Improvements in GHC's testsuite infrastructure

Ben Gamari - 2019-07-08

GHC’s testsuite is our first line of defense against correctness regressions. However, as is often the case, the infrastructure that keeps it running has been long neglected. Our recent efforts in enforcing a CI-cleanliness in all GHC builds has resulted in a few bits of work that I thought would be nice to share.

Improving testsuite driver maintainability

GHC’s testsuite is a collection of Makefiles and Haskell programs all glued together with a clump of Python known as the testsuite driver. The testsuite driver is a clever albeit quirky piece of software which, despite its implementation language, displays the marks of a codebase written by a functional programmer. It defines a small embedded DSL for describing tests , the user-facing interface of which is generally declarative. For instance, a simple test definition might look like:

test('T13618', normal, compile_and_run, ['-v0'])

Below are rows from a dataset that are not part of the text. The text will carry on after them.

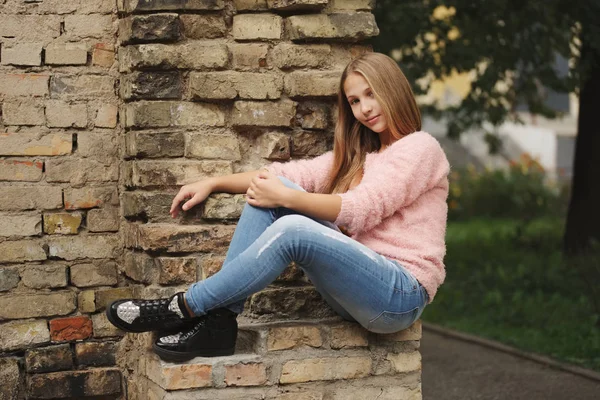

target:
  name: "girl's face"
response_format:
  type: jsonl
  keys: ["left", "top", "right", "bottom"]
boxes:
{"left": 343, "top": 72, "right": 389, "bottom": 134}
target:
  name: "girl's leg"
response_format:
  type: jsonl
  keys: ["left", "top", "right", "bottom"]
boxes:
{"left": 186, "top": 214, "right": 428, "bottom": 333}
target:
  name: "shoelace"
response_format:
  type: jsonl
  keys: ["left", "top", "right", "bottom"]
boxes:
{"left": 137, "top": 298, "right": 176, "bottom": 323}
{"left": 180, "top": 318, "right": 207, "bottom": 341}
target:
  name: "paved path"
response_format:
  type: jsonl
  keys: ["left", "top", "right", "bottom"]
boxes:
{"left": 421, "top": 328, "right": 600, "bottom": 400}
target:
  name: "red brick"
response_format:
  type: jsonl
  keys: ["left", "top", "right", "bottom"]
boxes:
{"left": 50, "top": 316, "right": 93, "bottom": 341}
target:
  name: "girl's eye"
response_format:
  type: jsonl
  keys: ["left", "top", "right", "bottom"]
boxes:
{"left": 368, "top": 92, "right": 374, "bottom": 97}
{"left": 350, "top": 99, "right": 359, "bottom": 105}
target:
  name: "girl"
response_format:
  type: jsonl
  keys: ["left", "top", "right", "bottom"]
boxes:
{"left": 107, "top": 52, "right": 450, "bottom": 362}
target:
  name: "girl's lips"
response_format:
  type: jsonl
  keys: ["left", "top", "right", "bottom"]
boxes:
{"left": 366, "top": 115, "right": 380, "bottom": 124}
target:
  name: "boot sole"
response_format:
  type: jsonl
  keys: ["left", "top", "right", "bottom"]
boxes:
{"left": 153, "top": 343, "right": 235, "bottom": 362}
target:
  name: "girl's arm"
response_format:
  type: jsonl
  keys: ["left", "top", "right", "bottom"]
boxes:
{"left": 281, "top": 191, "right": 342, "bottom": 222}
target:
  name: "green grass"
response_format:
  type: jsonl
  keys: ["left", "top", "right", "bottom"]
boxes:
{"left": 423, "top": 217, "right": 600, "bottom": 371}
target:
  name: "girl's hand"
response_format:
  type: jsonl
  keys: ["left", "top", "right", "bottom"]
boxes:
{"left": 170, "top": 180, "right": 213, "bottom": 218}
{"left": 246, "top": 169, "right": 289, "bottom": 208}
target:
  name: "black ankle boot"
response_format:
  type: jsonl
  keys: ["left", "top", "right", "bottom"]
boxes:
{"left": 153, "top": 308, "right": 238, "bottom": 362}
{"left": 106, "top": 292, "right": 196, "bottom": 333}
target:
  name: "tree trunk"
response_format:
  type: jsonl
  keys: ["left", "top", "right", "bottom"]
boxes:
{"left": 564, "top": 41, "right": 600, "bottom": 255}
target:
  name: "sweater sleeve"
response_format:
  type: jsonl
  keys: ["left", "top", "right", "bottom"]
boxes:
{"left": 264, "top": 151, "right": 334, "bottom": 193}
{"left": 334, "top": 132, "right": 450, "bottom": 235}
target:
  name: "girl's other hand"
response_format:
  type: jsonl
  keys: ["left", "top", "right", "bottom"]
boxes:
{"left": 246, "top": 169, "right": 289, "bottom": 208}
{"left": 170, "top": 180, "right": 214, "bottom": 218}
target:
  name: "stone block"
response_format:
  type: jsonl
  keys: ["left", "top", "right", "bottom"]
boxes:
{"left": 76, "top": 341, "right": 117, "bottom": 367}
{"left": 0, "top": 358, "right": 20, "bottom": 399}
{"left": 64, "top": 186, "right": 119, "bottom": 210}
{"left": 87, "top": 208, "right": 120, "bottom": 232}
{"left": 0, "top": 268, "right": 20, "bottom": 291}
{"left": 123, "top": 101, "right": 225, "bottom": 128}
{"left": 233, "top": 14, "right": 282, "bottom": 40}
{"left": 291, "top": 130, "right": 332, "bottom": 157}
{"left": 181, "top": 14, "right": 226, "bottom": 39}
{"left": 234, "top": 0, "right": 268, "bottom": 10}
{"left": 78, "top": 291, "right": 96, "bottom": 313}
{"left": 386, "top": 351, "right": 422, "bottom": 373}
{"left": 0, "top": 43, "right": 43, "bottom": 66}
{"left": 45, "top": 101, "right": 88, "bottom": 128}
{"left": 70, "top": 261, "right": 118, "bottom": 287}
{"left": 329, "top": 322, "right": 368, "bottom": 349}
{"left": 0, "top": 186, "right": 63, "bottom": 211}
{"left": 64, "top": 14, "right": 113, "bottom": 39}
{"left": 0, "top": 292, "right": 76, "bottom": 320}
{"left": 119, "top": 42, "right": 228, "bottom": 71}
{"left": 27, "top": 369, "right": 121, "bottom": 398}
{"left": 0, "top": 159, "right": 44, "bottom": 182}
{"left": 47, "top": 235, "right": 120, "bottom": 260}
{"left": 185, "top": 132, "right": 242, "bottom": 160}
{"left": 224, "top": 362, "right": 268, "bottom": 387}
{"left": 43, "top": 212, "right": 83, "bottom": 235}
{"left": 95, "top": 104, "right": 119, "bottom": 128}
{"left": 120, "top": 0, "right": 225, "bottom": 12}
{"left": 202, "top": 193, "right": 246, "bottom": 220}
{"left": 92, "top": 312, "right": 125, "bottom": 337}
{"left": 259, "top": 131, "right": 291, "bottom": 160}
{"left": 50, "top": 75, "right": 115, "bottom": 99}
{"left": 280, "top": 357, "right": 371, "bottom": 383}
{"left": 229, "top": 43, "right": 269, "bottom": 70}
{"left": 45, "top": 42, "right": 88, "bottom": 65}
{"left": 94, "top": 287, "right": 134, "bottom": 311}
{"left": 0, "top": 74, "right": 49, "bottom": 96}
{"left": 200, "top": 256, "right": 225, "bottom": 279}
{"left": 0, "top": 213, "right": 42, "bottom": 237}
{"left": 286, "top": 13, "right": 379, "bottom": 41}
{"left": 21, "top": 265, "right": 68, "bottom": 289}
{"left": 284, "top": 71, "right": 340, "bottom": 98}
{"left": 156, "top": 257, "right": 198, "bottom": 284}
{"left": 0, "top": 240, "right": 47, "bottom": 263}
{"left": 76, "top": 130, "right": 119, "bottom": 163}
{"left": 267, "top": 326, "right": 322, "bottom": 351}
{"left": 124, "top": 160, "right": 232, "bottom": 187}
{"left": 15, "top": 0, "right": 116, "bottom": 14}
{"left": 327, "top": 0, "right": 375, "bottom": 11}
{"left": 0, "top": 15, "right": 60, "bottom": 42}
{"left": 123, "top": 252, "right": 159, "bottom": 283}
{"left": 45, "top": 159, "right": 119, "bottom": 185}
{"left": 126, "top": 131, "right": 185, "bottom": 158}
{"left": 26, "top": 344, "right": 73, "bottom": 373}
{"left": 119, "top": 13, "right": 181, "bottom": 43}
{"left": 378, "top": 320, "right": 422, "bottom": 342}
{"left": 296, "top": 102, "right": 331, "bottom": 130}
{"left": 121, "top": 71, "right": 182, "bottom": 100}
{"left": 271, "top": 43, "right": 331, "bottom": 69}
{"left": 268, "top": 0, "right": 327, "bottom": 11}
{"left": 0, "top": 320, "right": 50, "bottom": 352}
{"left": 92, "top": 43, "right": 116, "bottom": 67}
{"left": 0, "top": 132, "right": 72, "bottom": 157}
{"left": 2, "top": 99, "right": 45, "bottom": 126}
{"left": 49, "top": 316, "right": 93, "bottom": 341}
{"left": 231, "top": 100, "right": 297, "bottom": 127}
{"left": 189, "top": 71, "right": 283, "bottom": 100}
{"left": 248, "top": 286, "right": 336, "bottom": 319}
{"left": 331, "top": 386, "right": 420, "bottom": 400}
{"left": 146, "top": 359, "right": 212, "bottom": 390}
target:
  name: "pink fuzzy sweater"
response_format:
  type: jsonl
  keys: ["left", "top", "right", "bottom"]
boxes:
{"left": 267, "top": 131, "right": 450, "bottom": 302}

To provide this succinct language, the implementation relies on a number of clever tricks, often involving global variables, functions returning functions, and good helping of mutation.

Of course, all of these clever tricks are implemented in a dynamically-typed language in a codebase that has evolved over the course of nearly 20 years (the first commit to testlib.py was by Simon Marlow in 2003). In its nearly 5kLoC implementation one will find integers used as booleans, magic strings, undeclared global variables, variables that are sometimes thread-local yet elsewhere considered global, heaps of string concatenation, and numerous other curiosities. Needless to say, comprehending, let alone modifying, the testsuite driver has been getting harder and harder with every accrued feature.

In recent years the Python community has gradually awoken to the promise of statically-checked types. Python 3’s type annotation syntax in conjunction with the mypy typechecker has given us a path to bringing order to this cleverness. mypy implements a pleasantly complete type system in which most any Haskell 98 user would feel at home, supporting for newtypes, sums, and parametric polymorphism.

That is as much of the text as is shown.